Monolith to Microservices (Monday)
1 Day Workshop
Explore how to break apart a monolith and transition to a microservice architecture
Many people interested in adopting microservice architectures already have lots of valuable working software that uses different architectures. Rather than throwing all that away and undertaking a "Big Bang" rewrite, you can save time, headaches, and money by adapting what you already have and incrementally adopting a microservice architecture.
In this workshop we'll explore a number of techniques that allow you to incrementally migrate from existing monolithic applications or vendor-based software to microservice architectures. You'll learn how to make the necessary architectural changes to adopt microservices without needing to resort to a "Big Bang" rewrite.

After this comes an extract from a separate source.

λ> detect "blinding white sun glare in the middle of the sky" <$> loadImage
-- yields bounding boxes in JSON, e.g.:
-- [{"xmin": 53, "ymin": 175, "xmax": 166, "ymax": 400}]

We'll also explore how to plan and prioritse a transition, including how to make sure you can make progress while still shipping features.

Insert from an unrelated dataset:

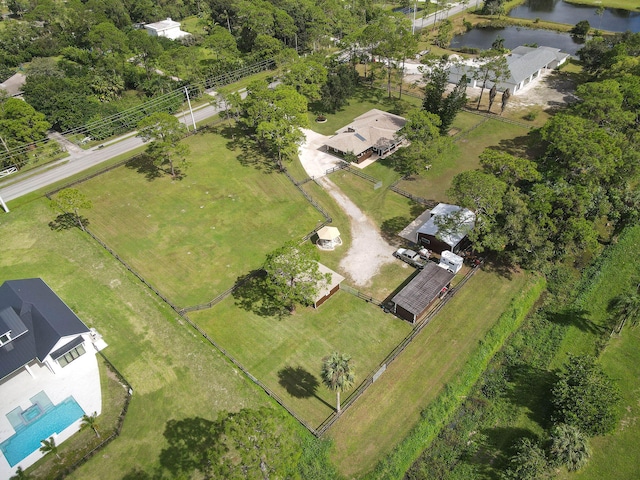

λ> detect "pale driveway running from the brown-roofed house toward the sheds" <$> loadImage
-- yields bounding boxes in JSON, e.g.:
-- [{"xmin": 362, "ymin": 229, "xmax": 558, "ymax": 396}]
[{"xmin": 299, "ymin": 130, "xmax": 397, "ymax": 287}]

What you'll learn and how you can apply it
By the end of this live online course, you’ll understand:
- How to prioritize what to migrate first
- How to keep your existing software running and serving customers while moving functionality to a new architecture
- How to break down migration into multiple discrete steps
And you’ll be able to:
- Use a variety of migration patterns in different contexts to make adopting microservices easier
- See architecture less as a static, non-changing entity and more as something you must continuously change to make sure it’s fit for its purpose
This training course is for you because…
- You're currently struggling with a large monolithic system.
- You have a big COTS product you want to replace with your own solution.
- You want to incrementally migrate toward a microservice architecture.
A basic understanding of microservices is useful, but not essential. This class is not a coding workshop, but will be interactive, making use of group exercises to help participants explore the topics.